Caution: If you’re using a custom iterator or the RecordReader, please make sure you’re not initializing something huge within the first next() call. Do that in your constructor to avoid undesired workspace growth.

Caution: With AsyncDataSetIterator being used, DataSets are supposed to be used before calling the next() DataSet. You are not supposed to store them, in any way, without the detach() call. Otherwise, the memory used for INDArrays within DataSet will be overwritten within AsyncDataSetIterator eventually.

If for some reason you don’t want your iterator to be wrapped into an asynchronous prefetch (e.g. for debugging purposes), special wrappers are provided: AsyncShieldDataSetIterator and AsyncShieldMultiDataSetIterator. Basically, those are just thin wrappers that prevent prefetch.

Evaluation

Usually, evaluation assumes use of the model.output() method, which essentially returns an INDArray detached from the workspace. In the case of regular evaluations during training, it might be better to use the built-in methods for evaluation. For example:

Evaluation eval = new Evaluation(outputNum);
ROC roceval = new ROC(outputNum);
model.doEvaluation(iteratorTest, eval, roceval);

This piece of code will run a single cycle over iteratorTest, and it will update both (or less/more if required by your needs) IEvaluation implementations without any additional INDArray allocation.

Workspace Destruction

There are also some situations, say, where you're short on RAM, and might want do release all workspaces created out of your control; e.g. during evaluation or training.

That could be done like so: Nd4j.getWorkspaceManager().destroyAllWorkspacesForCurrentThread();

This method will destroy all workspaces that were created within the calling thread. If you've created workspaces in some external threads on your own, you can use the same method in that thread, after the workspaces are no longer needed.

Workspace Exceptions

If workspaces are used incorrectly (such as a bug in a custom layer or data pipeline, for example), you may see an error message such as:

org.nd4j.linalg.exception.ND4JIllegalStateException: Op [set] Y argument uses leaked workspace pointer from workspace [LOOP_EXTERNAL]
For more details, see the ND4J User Guide: nd4j.org/userguide#workspaces-panic

DL4J's LayerWorkspaceMgr

DL4J's Layer API includes the concept of a "layer workspace manager".

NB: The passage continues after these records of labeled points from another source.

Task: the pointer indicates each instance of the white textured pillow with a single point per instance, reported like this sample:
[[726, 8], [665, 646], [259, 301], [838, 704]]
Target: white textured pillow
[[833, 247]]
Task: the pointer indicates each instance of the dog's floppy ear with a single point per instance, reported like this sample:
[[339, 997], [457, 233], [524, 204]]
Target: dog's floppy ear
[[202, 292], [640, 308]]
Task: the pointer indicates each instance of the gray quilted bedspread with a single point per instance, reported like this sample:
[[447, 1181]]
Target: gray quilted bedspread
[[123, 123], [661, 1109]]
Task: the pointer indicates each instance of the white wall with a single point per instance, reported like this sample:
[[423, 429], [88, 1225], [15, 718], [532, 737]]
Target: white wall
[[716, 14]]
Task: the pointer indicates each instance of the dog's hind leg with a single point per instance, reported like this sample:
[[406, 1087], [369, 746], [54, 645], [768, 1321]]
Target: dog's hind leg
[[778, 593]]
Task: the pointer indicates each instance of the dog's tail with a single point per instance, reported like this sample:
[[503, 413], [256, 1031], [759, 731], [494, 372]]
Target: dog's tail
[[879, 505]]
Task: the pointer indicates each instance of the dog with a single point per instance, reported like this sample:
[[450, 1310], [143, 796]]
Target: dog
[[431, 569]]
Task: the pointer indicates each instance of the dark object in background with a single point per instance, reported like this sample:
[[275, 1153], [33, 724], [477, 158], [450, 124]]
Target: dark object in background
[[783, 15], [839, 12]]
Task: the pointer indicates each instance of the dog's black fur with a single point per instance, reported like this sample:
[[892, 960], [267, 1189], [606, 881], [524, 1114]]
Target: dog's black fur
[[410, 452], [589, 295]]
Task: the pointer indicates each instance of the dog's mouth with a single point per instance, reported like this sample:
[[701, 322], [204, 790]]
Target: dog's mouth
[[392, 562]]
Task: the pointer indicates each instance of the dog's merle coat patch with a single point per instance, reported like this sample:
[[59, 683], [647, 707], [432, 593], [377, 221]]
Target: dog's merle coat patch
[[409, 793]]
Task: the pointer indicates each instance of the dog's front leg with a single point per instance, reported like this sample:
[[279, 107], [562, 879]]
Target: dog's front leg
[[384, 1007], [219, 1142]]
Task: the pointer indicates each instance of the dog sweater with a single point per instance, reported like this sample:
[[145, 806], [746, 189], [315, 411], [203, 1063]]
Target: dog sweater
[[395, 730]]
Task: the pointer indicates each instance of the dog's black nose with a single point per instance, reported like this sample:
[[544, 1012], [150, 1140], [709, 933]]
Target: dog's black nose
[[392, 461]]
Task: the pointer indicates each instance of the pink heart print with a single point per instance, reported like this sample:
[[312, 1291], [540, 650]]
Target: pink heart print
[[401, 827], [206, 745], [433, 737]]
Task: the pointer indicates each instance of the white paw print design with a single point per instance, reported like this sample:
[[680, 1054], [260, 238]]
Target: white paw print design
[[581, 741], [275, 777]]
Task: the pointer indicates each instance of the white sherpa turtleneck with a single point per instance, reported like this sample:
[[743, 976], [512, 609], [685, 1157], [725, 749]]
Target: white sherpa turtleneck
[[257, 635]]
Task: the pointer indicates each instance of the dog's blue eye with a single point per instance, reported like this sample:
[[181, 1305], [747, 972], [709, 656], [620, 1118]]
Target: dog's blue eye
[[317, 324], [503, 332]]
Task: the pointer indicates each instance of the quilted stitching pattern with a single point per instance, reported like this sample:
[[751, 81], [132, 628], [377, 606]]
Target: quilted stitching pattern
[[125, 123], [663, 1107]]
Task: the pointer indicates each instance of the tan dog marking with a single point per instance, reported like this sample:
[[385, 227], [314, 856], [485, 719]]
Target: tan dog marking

The idea with this class is that it allows us to easily and precisely control the location of a given array, given different possible configurations for the workspaces. For example, the activations out of a layer may be placed in one workspace during inference, and another during training; this is for performance reasons. However, with the LayerWorkspaceMgr design, implementers of layers don't need to worry about this.

What does this mean in practice? Usually it's quite simple...

When returning activations (activate(boolean training, LayerWorkspaceMgr workspaceMgr) method), make sure the returned array is defined in ArrayType.ACTIVATIONS (i.e., use LayerWorkspaceMgr.create(ArrayType.ACTIVATIONS, ...) or similar)
When returning activation gradients (backpropGradient(INDArray epsilon, LayerWorkspaceMgr workspaceMgr)), similarly return an array defined in ArrayType.ACTIVATION_GRAD

You can also leverage an array defined in any workspace to the appropriate workspace using, for example, LayerWorkspaceMgr.leverageTo(ArrayType.ACTIVATIONS, myArray)

Note that if you are not implementing a custom layer (and instead just want to perform forward pass for a layer outside of a MultiLayerNetwork/ComputationGraph) you can use LayerWorkspaceMgr.noWorkspaces().